Valerie Findlay - Two things, the first being that there's a shortage of a critical raw material we rely on - it is a single piece of pipework that's 22m long, and only two steel mills worldwide produce it. One is Dalmini in Italy and Shanghai Metals in China. We want to partner specifically with a British Steel company - so that we can have it done right here in Britain and not have to transport it. And we'd like to enter into a partnership where we say we can give steel manufacturers green energy, and you can make this steel component for us. So we’re still trying to get those conversations in play.
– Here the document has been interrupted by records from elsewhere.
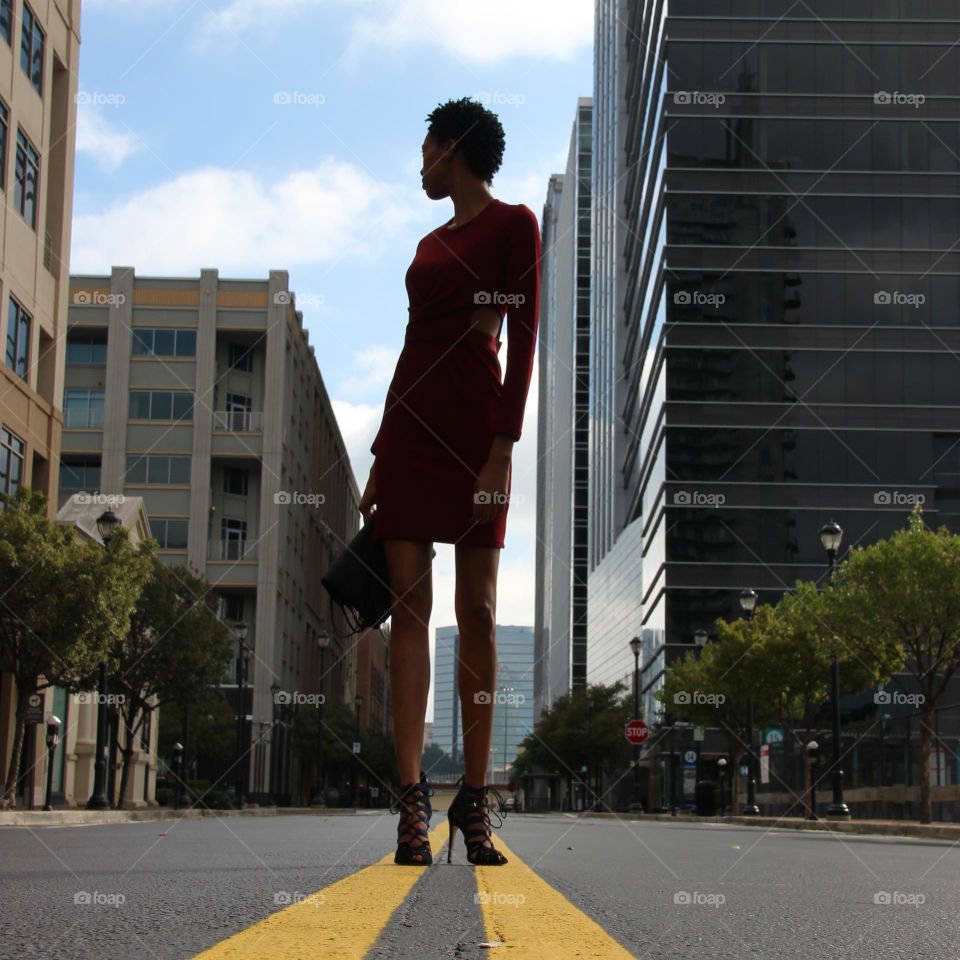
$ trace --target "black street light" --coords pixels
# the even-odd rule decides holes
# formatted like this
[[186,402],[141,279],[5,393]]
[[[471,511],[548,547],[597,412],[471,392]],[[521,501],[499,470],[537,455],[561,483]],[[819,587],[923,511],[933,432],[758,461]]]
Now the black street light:
[[60,742],[60,718],[51,713],[47,717],[47,798],[43,805],[44,810],[53,809],[53,761]]
[[270,733],[270,799],[276,804],[280,795],[280,702],[277,694],[280,684],[270,684],[270,702],[273,704],[273,730]]
[[320,699],[317,702],[317,782],[313,788],[313,801],[311,806],[322,807],[325,801],[325,777],[323,770],[323,656],[330,646],[330,634],[322,627],[317,634],[317,647],[320,650],[320,679],[317,686],[320,688]]
[[887,751],[886,751],[886,736],[887,736],[887,721],[890,719],[889,713],[882,713],[880,715],[880,786],[885,787],[887,785]]
[[[703,648],[707,645],[707,641],[710,639],[710,634],[707,633],[703,627],[700,627],[699,630],[693,631],[693,642],[701,653]],[[700,761],[700,743],[701,741],[694,739],[694,749],[697,751],[697,782],[699,783],[702,779],[701,776],[701,761]]]
[[717,768],[720,771],[720,816],[725,817],[727,815],[727,791],[724,784],[727,773],[726,757],[721,757],[717,761]]
[[360,708],[363,706],[363,694],[358,693],[353,698],[353,702],[357,708],[357,726],[353,750],[353,806],[356,808],[359,805],[360,798]]
[[183,783],[183,744],[177,741],[173,745],[173,776],[176,783],[173,785],[173,809],[180,806],[180,784]]
[[[590,795],[590,809],[594,810],[596,808],[595,794],[596,791],[593,789],[593,783],[590,779],[590,761],[593,759],[593,697],[587,697],[587,792]],[[587,809],[586,797],[584,797],[583,809]]]
[[808,766],[810,768],[810,797],[807,801],[807,819],[819,820],[817,816],[817,763],[820,759],[820,744],[811,740],[807,744]]
[[[757,591],[742,590],[740,592],[740,608],[747,615],[747,622],[753,626],[753,611],[757,608]],[[756,817],[760,815],[757,806],[757,767],[754,762],[753,751],[753,695],[747,695],[747,805],[743,808],[744,816]]]
[[241,621],[234,627],[237,635],[237,809],[243,809],[246,793],[246,733],[247,733],[247,670],[250,666],[250,648],[247,646],[247,625]]
[[[120,518],[112,510],[104,510],[97,517],[97,532],[104,548],[110,545],[110,538],[120,526]],[[107,661],[101,660],[97,667],[97,755],[93,765],[93,793],[87,801],[88,810],[107,810],[107,736],[109,718],[107,716]]]
[[[630,650],[633,653],[633,719],[640,719],[640,648],[643,646],[639,637],[630,641]],[[633,792],[630,798],[630,809],[643,812],[643,801],[640,799],[640,744],[633,745]]]
[[[843,539],[843,529],[835,520],[820,528],[820,542],[827,551],[830,579],[837,562],[837,550]],[[830,699],[833,707],[833,763],[831,779],[833,781],[833,802],[827,807],[827,816],[834,820],[849,820],[850,808],[843,801],[843,769],[840,766],[840,663],[837,660],[837,638],[834,637],[830,654]]]

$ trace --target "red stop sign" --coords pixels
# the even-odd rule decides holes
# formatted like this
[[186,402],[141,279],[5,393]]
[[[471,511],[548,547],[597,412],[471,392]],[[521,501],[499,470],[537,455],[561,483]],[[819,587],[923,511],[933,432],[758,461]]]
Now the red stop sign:
[[631,720],[625,730],[631,743],[643,743],[650,736],[650,728],[642,720]]

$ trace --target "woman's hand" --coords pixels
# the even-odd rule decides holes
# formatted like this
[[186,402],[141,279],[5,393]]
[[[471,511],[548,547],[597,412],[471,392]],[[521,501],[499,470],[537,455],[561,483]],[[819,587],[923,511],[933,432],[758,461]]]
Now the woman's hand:
[[473,487],[473,519],[481,523],[495,520],[507,509],[512,462],[509,457],[491,454]]
[[377,502],[377,483],[373,475],[373,467],[370,468],[370,476],[367,477],[367,485],[363,488],[363,496],[357,504],[357,509],[366,517],[370,514],[370,508]]

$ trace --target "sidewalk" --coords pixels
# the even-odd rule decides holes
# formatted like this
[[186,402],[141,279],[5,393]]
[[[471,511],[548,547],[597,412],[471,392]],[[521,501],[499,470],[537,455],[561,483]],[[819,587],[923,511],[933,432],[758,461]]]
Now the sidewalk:
[[[91,823],[137,823],[148,820],[196,820],[200,817],[274,817],[313,814],[337,817],[353,814],[353,807],[247,807],[244,810],[145,807],[137,810],[0,810],[0,827],[62,827]],[[361,813],[372,811],[361,808]]]

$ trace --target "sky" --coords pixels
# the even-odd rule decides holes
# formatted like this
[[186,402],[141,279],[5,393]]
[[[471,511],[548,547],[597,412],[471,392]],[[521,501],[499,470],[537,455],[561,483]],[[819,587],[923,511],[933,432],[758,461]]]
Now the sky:
[[[83,0],[71,272],[287,270],[362,491],[404,274],[453,215],[420,187],[427,114],[463,96],[497,113],[491,192],[542,220],[592,90],[591,0]],[[508,318],[504,370],[509,339]],[[538,363],[497,597],[498,623],[531,627]],[[431,649],[456,622],[454,548],[435,547]]]

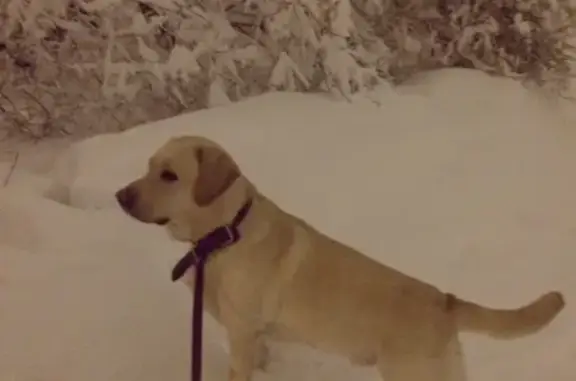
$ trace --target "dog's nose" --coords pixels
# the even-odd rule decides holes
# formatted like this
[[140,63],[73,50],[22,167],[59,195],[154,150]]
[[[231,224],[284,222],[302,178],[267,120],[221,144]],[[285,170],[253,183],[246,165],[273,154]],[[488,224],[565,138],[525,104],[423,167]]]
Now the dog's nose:
[[132,210],[138,199],[138,193],[134,188],[127,186],[116,192],[116,200],[122,209],[129,211]]

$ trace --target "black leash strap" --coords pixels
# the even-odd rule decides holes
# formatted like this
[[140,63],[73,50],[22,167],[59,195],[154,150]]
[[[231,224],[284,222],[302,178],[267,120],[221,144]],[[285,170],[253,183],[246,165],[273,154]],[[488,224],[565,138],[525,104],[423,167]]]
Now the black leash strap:
[[211,254],[220,251],[238,242],[240,232],[238,227],[244,221],[252,200],[246,202],[238,211],[229,225],[217,227],[212,232],[202,237],[194,248],[182,257],[172,270],[172,281],[177,281],[192,266],[196,267],[196,279],[194,282],[194,304],[192,309],[192,340],[191,340],[191,381],[202,380],[202,329],[204,311],[204,277],[205,265]]

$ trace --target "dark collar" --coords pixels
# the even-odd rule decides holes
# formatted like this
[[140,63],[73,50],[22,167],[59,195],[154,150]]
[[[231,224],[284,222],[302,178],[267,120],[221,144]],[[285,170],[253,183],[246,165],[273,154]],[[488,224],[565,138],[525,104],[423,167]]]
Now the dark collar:
[[238,227],[248,215],[251,207],[252,200],[250,199],[240,208],[230,224],[219,226],[200,238],[194,248],[188,251],[172,269],[172,281],[182,278],[184,273],[195,264],[206,261],[210,254],[238,242],[240,239]]

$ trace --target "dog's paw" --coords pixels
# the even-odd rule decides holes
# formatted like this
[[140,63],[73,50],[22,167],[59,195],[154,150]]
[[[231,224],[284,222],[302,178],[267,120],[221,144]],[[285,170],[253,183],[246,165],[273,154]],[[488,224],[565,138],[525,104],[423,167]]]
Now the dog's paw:
[[260,351],[258,351],[258,356],[256,357],[256,367],[265,372],[270,365],[270,348],[267,345],[262,345]]

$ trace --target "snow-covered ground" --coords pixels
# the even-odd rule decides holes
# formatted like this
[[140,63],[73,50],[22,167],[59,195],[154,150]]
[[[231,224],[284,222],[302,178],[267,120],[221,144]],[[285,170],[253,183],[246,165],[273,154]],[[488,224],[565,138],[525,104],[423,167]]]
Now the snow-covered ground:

The second thing is that there are a lot of issues surrounding the voluntary carbon credit market and how that operates. There are a lot of people who talk about additionality and the permanence of storage. They will destroy any industry's ability to make an economic case to removing carbon. So, they argue that you should not get carbon credits if you make money in removing carbon. However, we capture carbon, whether we want to or not, and how we store it will be driven by the market. If Coca-Cola is going to pay us $200 a time for our food-grade carbon and it costs us $100 a ton to store it, we're going to sell it to Coca-Cola. We don't want to, but it makes you think about the wider market for any company that captures carbon. There need to be market incentives for them to store it responsibly rather than to re-emit it because if you're capturing it at high purity, then that carbon has a lot of intrinsic value. It has value to hospitals. It has value in food and beverage. So we're having discussions, some might say arguments, with the carbon capture market about where that additionality lies. Does it have to do with the capture or the storage? Because we say, look, you need to make it economically viable to store it responsibly or people won’t store it responsibly when they capture it.
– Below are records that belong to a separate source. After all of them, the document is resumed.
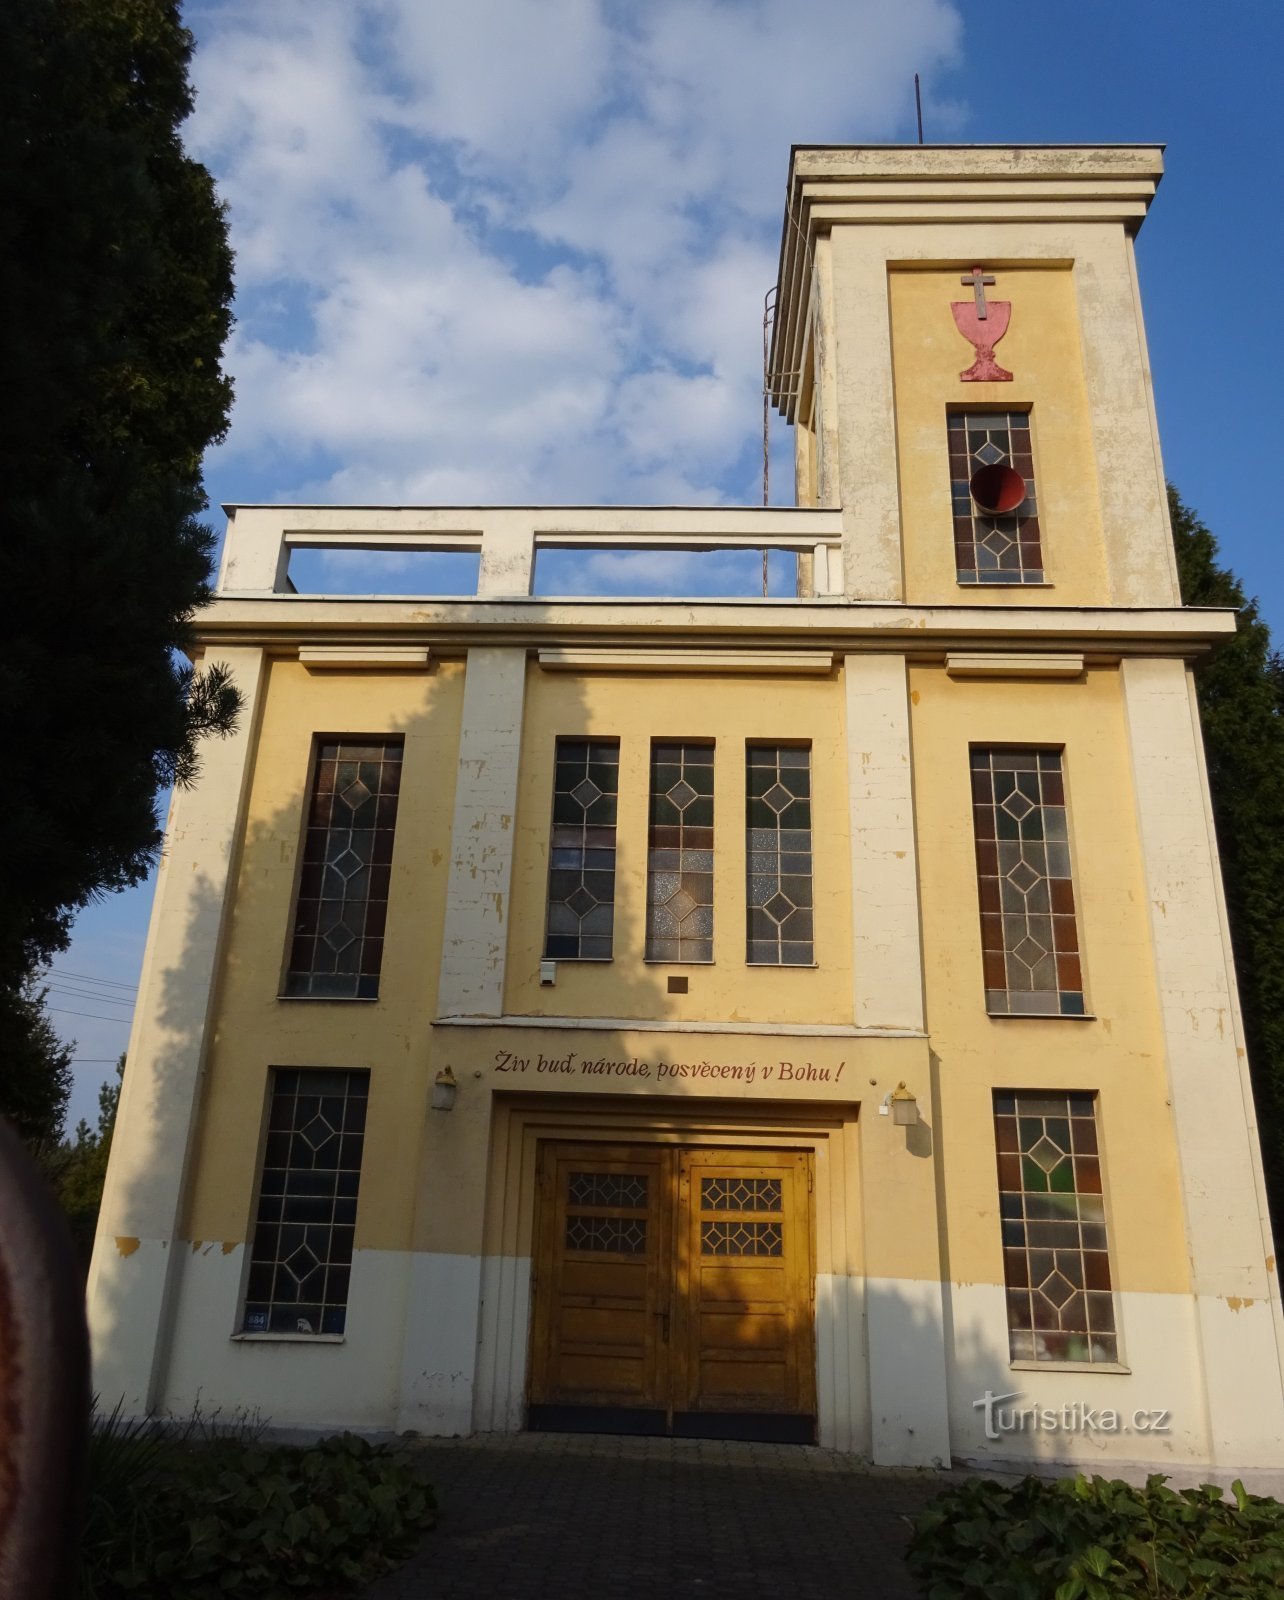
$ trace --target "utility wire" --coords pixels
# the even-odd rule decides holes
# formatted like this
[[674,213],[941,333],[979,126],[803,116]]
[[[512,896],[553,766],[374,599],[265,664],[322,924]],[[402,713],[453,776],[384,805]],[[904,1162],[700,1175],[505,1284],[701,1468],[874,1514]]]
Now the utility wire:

You cannot punish processes that in themselves are profitable if they are not as profitable as just selling the gas. We might make roughly $80 per ton when it comes to making high-grade plastics. So every other carbon storage method with permanence requires money to be able to store, so the cheapest I've seen is $50 a ton. We make $80 a ton. So they're looking at us going, “You don’t need carbon credits.” We might respond, “We could sell it to Coca-Cola for $120 more.” So there's a net sum difference between the actual value of the carbon gas and, specifically, the amount we get when storing it responsibly. Until we get to scale and we can bring the cost of manufacturing down to a point where the actual storage competes with the gas price itself, there needs to be a mechanism that allows for it to be subsidised by that process.